Also found out that her issue was me "humiliating" her best friend a couple of weeks beforehand. My sin was declining a drink "sent over" to me while I was working bar in a different pub.
I thought nothing of it because house rule was no alcohol while you're serving it so had retuened it to table with a thanks but no thanks im working.
Apparently this was akin to a major crime if you think you're a lesbian mobster.
I still think back to that sometimes because Im so calm and conflict avoidant. Worries me a little that when my temper blew I had no control or real memory of the moment, it was genuinely a red mist moment.
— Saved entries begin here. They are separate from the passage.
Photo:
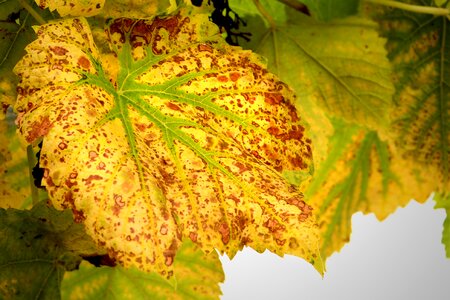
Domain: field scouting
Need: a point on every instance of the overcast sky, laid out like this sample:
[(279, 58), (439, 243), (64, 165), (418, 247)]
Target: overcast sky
[(399, 258)]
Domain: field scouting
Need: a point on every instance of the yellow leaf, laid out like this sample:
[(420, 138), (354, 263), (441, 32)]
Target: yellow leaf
[(421, 127), (362, 173), (14, 178), (188, 139), (195, 276), (85, 8)]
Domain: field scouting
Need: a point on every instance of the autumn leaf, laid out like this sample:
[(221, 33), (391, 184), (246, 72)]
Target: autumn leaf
[(419, 48), (14, 183), (173, 135), (349, 78), (421, 125), (85, 8), (443, 201), (362, 173), (137, 8), (326, 10), (15, 34), (196, 276), (36, 248)]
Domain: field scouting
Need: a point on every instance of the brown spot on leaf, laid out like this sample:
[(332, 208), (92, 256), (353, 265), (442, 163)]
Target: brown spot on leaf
[(173, 106), (273, 98), (84, 63), (234, 76), (205, 47), (164, 229), (193, 236), (224, 231), (62, 146), (222, 78), (58, 50), (92, 178), (39, 129)]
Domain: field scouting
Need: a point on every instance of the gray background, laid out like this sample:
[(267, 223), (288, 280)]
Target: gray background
[(399, 258)]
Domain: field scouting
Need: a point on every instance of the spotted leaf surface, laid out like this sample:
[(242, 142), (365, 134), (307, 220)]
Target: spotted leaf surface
[(173, 135), (14, 176), (349, 78), (196, 276), (85, 8)]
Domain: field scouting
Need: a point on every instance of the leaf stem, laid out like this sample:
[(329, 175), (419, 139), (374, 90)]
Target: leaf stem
[(32, 12), (31, 163), (295, 5), (437, 11), (263, 12)]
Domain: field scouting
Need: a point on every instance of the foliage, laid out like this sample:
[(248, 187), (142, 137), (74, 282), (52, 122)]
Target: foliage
[(167, 143)]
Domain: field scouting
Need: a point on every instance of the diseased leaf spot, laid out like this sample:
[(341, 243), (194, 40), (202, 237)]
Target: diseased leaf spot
[(188, 143), (84, 63)]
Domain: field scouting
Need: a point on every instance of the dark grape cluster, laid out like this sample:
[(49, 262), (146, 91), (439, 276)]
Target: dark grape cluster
[(227, 20)]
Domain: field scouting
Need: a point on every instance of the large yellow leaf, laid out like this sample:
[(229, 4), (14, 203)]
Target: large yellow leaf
[(175, 134)]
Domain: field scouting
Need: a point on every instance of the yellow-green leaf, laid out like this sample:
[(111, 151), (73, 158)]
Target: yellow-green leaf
[(419, 48), (15, 189), (174, 135), (136, 8), (340, 65), (443, 201), (362, 173), (36, 247), (15, 34), (78, 8), (196, 276)]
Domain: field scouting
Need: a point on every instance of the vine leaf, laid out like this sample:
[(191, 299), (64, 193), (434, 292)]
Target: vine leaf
[(196, 276), (137, 8), (36, 248), (179, 136), (15, 34), (362, 173), (326, 10), (419, 47), (14, 186), (422, 106), (85, 8), (359, 169), (443, 201), (349, 78)]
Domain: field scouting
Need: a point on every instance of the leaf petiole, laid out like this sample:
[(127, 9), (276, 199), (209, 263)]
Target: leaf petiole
[(31, 163), (437, 11), (32, 12)]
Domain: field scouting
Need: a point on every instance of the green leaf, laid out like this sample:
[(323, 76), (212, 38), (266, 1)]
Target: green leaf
[(174, 135), (196, 276), (15, 34), (36, 248), (443, 201), (349, 77), (137, 8), (326, 10), (76, 8), (419, 48), (361, 173)]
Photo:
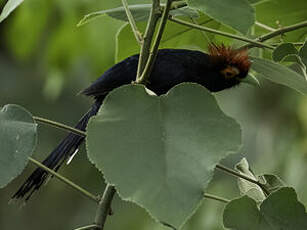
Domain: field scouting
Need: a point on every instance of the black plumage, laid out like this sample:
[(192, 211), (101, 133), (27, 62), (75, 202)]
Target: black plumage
[(221, 69)]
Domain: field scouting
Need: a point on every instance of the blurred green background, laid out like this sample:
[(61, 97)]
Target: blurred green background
[(45, 60)]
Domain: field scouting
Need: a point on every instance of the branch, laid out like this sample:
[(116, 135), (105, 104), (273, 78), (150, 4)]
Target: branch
[(136, 32), (217, 198), (65, 180), (103, 208), (60, 126), (153, 54), (237, 174), (276, 33), (266, 27), (149, 32), (225, 34)]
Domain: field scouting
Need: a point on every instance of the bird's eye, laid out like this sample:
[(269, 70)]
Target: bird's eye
[(230, 72)]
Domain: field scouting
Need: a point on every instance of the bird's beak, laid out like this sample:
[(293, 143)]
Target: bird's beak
[(251, 80)]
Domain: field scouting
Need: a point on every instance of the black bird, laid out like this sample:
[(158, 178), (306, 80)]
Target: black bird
[(222, 68)]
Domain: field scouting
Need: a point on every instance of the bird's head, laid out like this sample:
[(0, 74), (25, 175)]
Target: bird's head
[(231, 66)]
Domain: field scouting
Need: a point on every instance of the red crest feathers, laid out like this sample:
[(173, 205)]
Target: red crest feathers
[(231, 56)]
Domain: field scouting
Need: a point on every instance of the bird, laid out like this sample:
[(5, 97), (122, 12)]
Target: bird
[(221, 68)]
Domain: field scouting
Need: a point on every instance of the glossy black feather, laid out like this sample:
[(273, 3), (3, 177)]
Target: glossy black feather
[(172, 67)]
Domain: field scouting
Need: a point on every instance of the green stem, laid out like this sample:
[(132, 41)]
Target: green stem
[(178, 4), (153, 54), (104, 206), (266, 27), (65, 180), (60, 125), (225, 34), (293, 43), (217, 198), (282, 31), (136, 32), (92, 226), (276, 33), (149, 32), (237, 174)]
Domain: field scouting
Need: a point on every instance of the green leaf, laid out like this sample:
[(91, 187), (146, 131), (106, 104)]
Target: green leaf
[(248, 188), (139, 12), (8, 8), (282, 51), (238, 14), (17, 141), (160, 152), (271, 182), (303, 53), (279, 74), (281, 210)]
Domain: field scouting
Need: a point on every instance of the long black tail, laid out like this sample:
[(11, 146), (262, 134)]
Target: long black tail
[(66, 149)]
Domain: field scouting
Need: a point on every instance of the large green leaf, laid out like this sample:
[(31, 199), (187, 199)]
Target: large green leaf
[(238, 14), (8, 8), (281, 210), (17, 141), (248, 188), (283, 50), (160, 152), (280, 74)]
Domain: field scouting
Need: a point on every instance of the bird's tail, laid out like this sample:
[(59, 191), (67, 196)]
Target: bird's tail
[(64, 151)]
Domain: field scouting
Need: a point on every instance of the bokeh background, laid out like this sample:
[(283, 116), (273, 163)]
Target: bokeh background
[(45, 60)]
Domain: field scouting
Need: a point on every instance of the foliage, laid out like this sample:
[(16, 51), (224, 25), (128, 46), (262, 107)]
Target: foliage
[(168, 151)]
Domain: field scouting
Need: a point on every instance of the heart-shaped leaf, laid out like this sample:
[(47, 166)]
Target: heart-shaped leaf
[(17, 141), (160, 152), (248, 188), (283, 50), (281, 210)]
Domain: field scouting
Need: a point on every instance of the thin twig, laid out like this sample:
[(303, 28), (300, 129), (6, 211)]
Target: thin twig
[(65, 180), (293, 43), (104, 206), (266, 27), (218, 198), (237, 174), (178, 4), (60, 125), (89, 227), (136, 32), (276, 33), (282, 31), (225, 34), (153, 54), (149, 32)]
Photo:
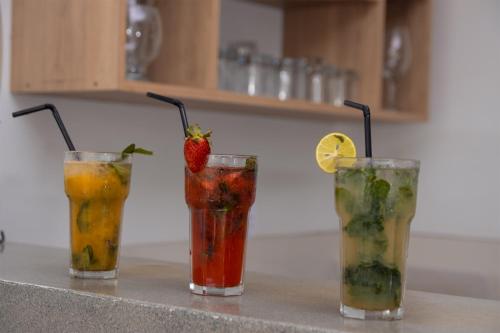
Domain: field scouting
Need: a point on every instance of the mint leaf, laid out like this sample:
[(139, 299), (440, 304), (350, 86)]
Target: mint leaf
[(374, 280), (405, 192), (379, 190), (251, 163), (122, 171), (84, 259), (132, 149), (345, 199), (364, 226), (83, 219)]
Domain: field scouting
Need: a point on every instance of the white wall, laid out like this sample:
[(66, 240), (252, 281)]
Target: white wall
[(459, 148)]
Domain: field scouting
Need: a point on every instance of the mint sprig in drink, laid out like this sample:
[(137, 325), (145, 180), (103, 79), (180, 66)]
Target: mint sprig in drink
[(375, 200), (97, 185)]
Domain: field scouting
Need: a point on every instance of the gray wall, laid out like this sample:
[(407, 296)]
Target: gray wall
[(459, 190)]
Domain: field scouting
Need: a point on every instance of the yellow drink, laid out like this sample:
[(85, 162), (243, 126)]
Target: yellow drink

Never had it again and hope i never will because it felt dangerous.
Worst thing that I DO care about and was a complete accident but i still feel terrible -
Postman knocked the front door while I was in the hallway, my dog is a bed "tosser" and had flung it also into the hallway and was sleeping in it - as I was stepping over the bed at speed, she simultaneously jumped up to go bark at the front door and my foot collided with her head - i kicked her square in the face.
I just remember THE HORROR.
She didnt make a sound but had this stunned look on her little face that will guilt me ever more, as will the sound of my foot colliding.
My only consolation was that I was wearing a croc which i hope softened things.
This was a over a year ago and I still apologise to her and feel absolutely rotten.